Tolifili Liufau
- Full name: Tolifili Hefakala Andre Liufau
- Born: August 13, 1984 (age 42) Waikiki, Hawaii, U.S.
- Height: 6 ft 2 in (188 cm)
- Weight: 300 lb (136 kg)
- School: Saint Louis School
- University: Fresno City College University of Utah
- Notable relative: Stan Mataele (uncle)

Rugby union career
- Position: Prop

International career
- Years: Team / Apps / (Points)
- 2012: United States / 2 / (0)

= Tolifili Liufau =

US international rugby union player (born 1984)

Tolifili Hefakala Andre Liufau (born August 13, 1984) is an American former rugby union international.

Liufau, educated at Saint Louis School in Honolulu, is a nephew of former NFL player Stan Mataele.

Originally a gridiron football player, Liufau was a defensive lineman and had two years playing college football at Fresno City College, before transferring to the University of Utah.
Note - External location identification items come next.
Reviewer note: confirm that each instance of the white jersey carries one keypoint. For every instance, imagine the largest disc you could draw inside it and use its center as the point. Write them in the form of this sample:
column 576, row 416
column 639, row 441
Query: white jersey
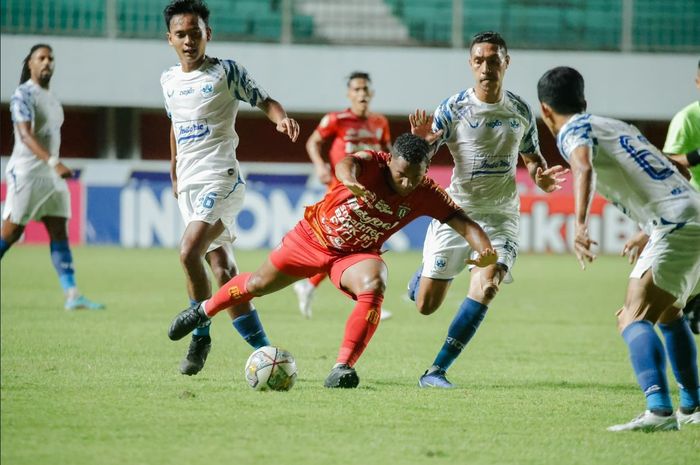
column 202, row 105
column 631, row 173
column 33, row 104
column 485, row 140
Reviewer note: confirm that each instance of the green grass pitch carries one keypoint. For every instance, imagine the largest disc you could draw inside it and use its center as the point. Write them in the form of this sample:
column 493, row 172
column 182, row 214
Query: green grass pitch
column 544, row 376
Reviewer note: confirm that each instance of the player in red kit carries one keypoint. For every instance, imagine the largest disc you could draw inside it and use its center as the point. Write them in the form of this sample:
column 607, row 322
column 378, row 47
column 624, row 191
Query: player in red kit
column 341, row 235
column 351, row 130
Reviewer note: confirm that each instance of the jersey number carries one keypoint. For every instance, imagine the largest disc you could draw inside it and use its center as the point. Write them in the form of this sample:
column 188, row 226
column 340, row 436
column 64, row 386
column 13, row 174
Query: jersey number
column 656, row 167
column 209, row 200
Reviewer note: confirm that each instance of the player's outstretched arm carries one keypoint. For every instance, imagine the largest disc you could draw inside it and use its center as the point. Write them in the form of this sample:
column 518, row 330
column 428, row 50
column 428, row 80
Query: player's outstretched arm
column 26, row 133
column 547, row 179
column 347, row 171
column 476, row 238
column 275, row 112
column 313, row 147
column 584, row 187
column 422, row 126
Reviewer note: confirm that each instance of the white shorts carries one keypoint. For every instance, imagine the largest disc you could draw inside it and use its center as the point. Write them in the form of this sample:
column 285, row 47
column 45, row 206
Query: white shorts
column 32, row 198
column 213, row 202
column 673, row 255
column 445, row 251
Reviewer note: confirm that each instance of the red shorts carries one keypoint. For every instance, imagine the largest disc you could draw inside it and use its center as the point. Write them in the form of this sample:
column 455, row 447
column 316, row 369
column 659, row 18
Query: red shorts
column 300, row 254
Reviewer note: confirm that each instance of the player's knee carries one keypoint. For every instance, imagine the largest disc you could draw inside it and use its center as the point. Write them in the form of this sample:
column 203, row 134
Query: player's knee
column 375, row 285
column 425, row 305
column 490, row 290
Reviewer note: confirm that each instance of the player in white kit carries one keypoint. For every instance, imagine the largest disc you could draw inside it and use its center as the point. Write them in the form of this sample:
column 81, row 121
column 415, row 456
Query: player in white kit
column 485, row 128
column 615, row 159
column 202, row 95
column 36, row 178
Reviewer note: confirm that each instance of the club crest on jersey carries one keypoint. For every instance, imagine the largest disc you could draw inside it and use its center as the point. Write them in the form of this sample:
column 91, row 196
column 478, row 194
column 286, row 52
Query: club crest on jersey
column 207, row 89
column 494, row 124
column 191, row 130
column 383, row 207
column 440, row 263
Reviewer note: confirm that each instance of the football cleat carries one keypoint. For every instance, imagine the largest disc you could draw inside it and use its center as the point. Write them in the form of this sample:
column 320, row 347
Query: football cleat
column 82, row 302
column 186, row 321
column 342, row 376
column 304, row 291
column 689, row 418
column 196, row 355
column 648, row 422
column 435, row 378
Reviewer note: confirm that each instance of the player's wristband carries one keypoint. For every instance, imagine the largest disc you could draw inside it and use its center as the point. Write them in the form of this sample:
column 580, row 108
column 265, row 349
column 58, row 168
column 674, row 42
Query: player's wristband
column 693, row 157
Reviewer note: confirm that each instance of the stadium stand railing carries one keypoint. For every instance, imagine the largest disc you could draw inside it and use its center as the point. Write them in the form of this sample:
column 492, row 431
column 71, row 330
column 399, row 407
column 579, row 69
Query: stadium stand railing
column 628, row 25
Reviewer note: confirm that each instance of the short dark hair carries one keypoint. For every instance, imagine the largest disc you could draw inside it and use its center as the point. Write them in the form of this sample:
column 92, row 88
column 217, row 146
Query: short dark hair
column 413, row 149
column 488, row 37
column 26, row 73
column 358, row 75
column 562, row 89
column 180, row 7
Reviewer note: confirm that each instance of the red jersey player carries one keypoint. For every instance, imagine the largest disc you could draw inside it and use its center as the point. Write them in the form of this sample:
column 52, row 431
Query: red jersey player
column 351, row 130
column 341, row 235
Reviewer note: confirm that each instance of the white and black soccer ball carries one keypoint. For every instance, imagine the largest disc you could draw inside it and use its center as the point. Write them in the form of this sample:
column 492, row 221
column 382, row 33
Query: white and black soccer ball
column 271, row 368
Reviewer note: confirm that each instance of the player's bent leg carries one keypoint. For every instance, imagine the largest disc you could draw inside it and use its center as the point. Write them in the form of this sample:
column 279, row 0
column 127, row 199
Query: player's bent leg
column 482, row 289
column 9, row 234
column 431, row 294
column 682, row 352
column 645, row 304
column 366, row 280
column 195, row 241
column 62, row 259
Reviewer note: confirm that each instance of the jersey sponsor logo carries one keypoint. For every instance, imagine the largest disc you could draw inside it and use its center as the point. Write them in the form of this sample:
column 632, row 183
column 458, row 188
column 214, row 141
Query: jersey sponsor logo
column 234, row 292
column 494, row 124
column 440, row 263
column 403, row 211
column 372, row 316
column 486, row 167
column 191, row 130
column 207, row 89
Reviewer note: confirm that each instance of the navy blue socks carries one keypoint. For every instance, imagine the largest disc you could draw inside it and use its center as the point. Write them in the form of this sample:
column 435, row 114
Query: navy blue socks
column 683, row 354
column 3, row 247
column 649, row 363
column 461, row 330
column 62, row 260
column 250, row 328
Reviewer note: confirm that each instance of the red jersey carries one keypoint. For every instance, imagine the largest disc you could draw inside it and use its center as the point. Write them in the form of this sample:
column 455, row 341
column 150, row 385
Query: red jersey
column 352, row 134
column 343, row 222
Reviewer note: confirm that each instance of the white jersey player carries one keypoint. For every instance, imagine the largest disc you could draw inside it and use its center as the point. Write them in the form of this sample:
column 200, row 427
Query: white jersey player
column 485, row 128
column 36, row 178
column 615, row 159
column 202, row 96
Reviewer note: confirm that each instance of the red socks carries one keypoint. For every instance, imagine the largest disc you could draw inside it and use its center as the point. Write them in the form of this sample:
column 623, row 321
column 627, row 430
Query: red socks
column 360, row 327
column 316, row 279
column 232, row 293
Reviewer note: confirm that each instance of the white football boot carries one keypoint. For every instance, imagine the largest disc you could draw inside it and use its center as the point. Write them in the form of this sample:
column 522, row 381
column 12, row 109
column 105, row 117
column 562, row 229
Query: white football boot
column 689, row 418
column 648, row 422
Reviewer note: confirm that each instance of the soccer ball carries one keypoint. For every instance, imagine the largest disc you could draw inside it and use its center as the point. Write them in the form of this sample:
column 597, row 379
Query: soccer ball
column 271, row 368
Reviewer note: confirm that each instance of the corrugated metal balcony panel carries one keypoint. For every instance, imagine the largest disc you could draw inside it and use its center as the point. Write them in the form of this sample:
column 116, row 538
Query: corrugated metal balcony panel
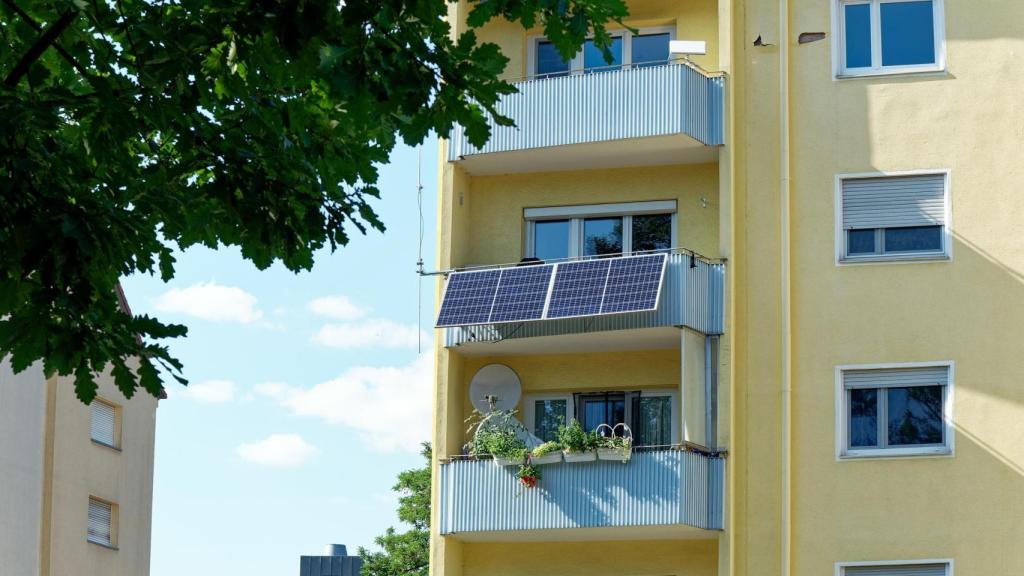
column 609, row 106
column 653, row 489
column 691, row 297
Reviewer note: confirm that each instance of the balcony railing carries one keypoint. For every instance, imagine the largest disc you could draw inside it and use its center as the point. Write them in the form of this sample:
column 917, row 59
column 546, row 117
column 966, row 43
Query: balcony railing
column 693, row 295
column 654, row 488
column 656, row 100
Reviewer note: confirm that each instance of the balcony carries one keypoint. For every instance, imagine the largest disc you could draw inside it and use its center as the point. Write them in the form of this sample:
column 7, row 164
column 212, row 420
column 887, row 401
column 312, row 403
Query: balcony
column 692, row 296
column 673, row 114
column 668, row 493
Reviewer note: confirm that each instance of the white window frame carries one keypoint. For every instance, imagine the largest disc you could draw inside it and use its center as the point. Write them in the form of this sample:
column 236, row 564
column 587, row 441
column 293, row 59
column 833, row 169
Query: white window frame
column 113, row 542
column 577, row 215
column 842, row 566
column 946, row 254
column 842, row 416
column 116, row 408
column 839, row 41
column 529, row 420
column 577, row 64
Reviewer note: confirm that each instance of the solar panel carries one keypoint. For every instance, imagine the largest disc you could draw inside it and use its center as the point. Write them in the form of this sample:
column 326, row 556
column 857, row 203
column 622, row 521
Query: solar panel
column 468, row 297
column 521, row 293
column 634, row 284
column 579, row 288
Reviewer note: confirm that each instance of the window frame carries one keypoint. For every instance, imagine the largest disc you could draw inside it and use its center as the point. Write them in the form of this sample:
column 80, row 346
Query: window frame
column 117, row 409
column 577, row 214
column 113, row 543
column 844, row 452
column 842, row 566
column 577, row 63
column 529, row 400
column 946, row 254
column 877, row 69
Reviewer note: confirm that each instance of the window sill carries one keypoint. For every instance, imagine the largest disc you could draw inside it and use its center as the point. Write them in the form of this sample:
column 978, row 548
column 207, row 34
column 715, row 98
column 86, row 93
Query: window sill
column 894, row 259
column 107, row 446
column 889, row 454
column 912, row 72
column 102, row 545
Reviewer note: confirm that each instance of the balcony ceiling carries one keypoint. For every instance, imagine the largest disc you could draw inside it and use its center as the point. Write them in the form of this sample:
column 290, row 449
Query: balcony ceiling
column 654, row 151
column 613, row 340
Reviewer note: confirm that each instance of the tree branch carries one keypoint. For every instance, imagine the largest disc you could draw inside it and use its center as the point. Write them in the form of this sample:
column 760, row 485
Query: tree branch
column 45, row 40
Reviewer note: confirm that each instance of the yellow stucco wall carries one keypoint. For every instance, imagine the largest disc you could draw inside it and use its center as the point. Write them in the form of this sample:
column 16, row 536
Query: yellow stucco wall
column 676, row 558
column 494, row 205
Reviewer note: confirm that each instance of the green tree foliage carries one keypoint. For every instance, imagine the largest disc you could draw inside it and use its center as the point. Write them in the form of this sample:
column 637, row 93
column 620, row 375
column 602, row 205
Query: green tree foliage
column 406, row 553
column 133, row 128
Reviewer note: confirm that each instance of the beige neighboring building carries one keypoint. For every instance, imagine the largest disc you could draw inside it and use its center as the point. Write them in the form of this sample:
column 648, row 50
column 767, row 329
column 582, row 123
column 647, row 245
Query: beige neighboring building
column 76, row 481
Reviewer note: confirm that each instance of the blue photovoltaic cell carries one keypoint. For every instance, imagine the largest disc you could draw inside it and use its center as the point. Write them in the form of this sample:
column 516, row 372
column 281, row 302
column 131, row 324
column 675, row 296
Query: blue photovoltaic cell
column 521, row 292
column 468, row 297
column 579, row 288
column 633, row 284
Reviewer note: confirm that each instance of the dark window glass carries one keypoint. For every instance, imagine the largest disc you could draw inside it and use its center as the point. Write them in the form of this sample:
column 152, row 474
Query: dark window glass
column 551, row 240
column 549, row 62
column 651, row 233
column 594, row 58
column 858, row 35
column 860, row 241
column 650, row 49
column 914, row 415
column 913, row 239
column 547, row 415
column 863, row 417
column 654, row 421
column 907, row 33
column 604, row 409
column 602, row 236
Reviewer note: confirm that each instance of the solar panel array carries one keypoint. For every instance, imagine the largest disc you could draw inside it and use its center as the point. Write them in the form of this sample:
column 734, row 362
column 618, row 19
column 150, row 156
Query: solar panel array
column 553, row 291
He played in the Arena Football League for the Rio Grande Valley Dorados and Arizona Rattlers after his collegiate career. A rugby union prop, Liufau got started in the sport with the Los Angeles club in 2010 and spent the 2011/12 season in France with USO Nevers, competing in the Fédérale 1 competition. He made two capped appearances for the United States in 2012, against Georgia and Italy.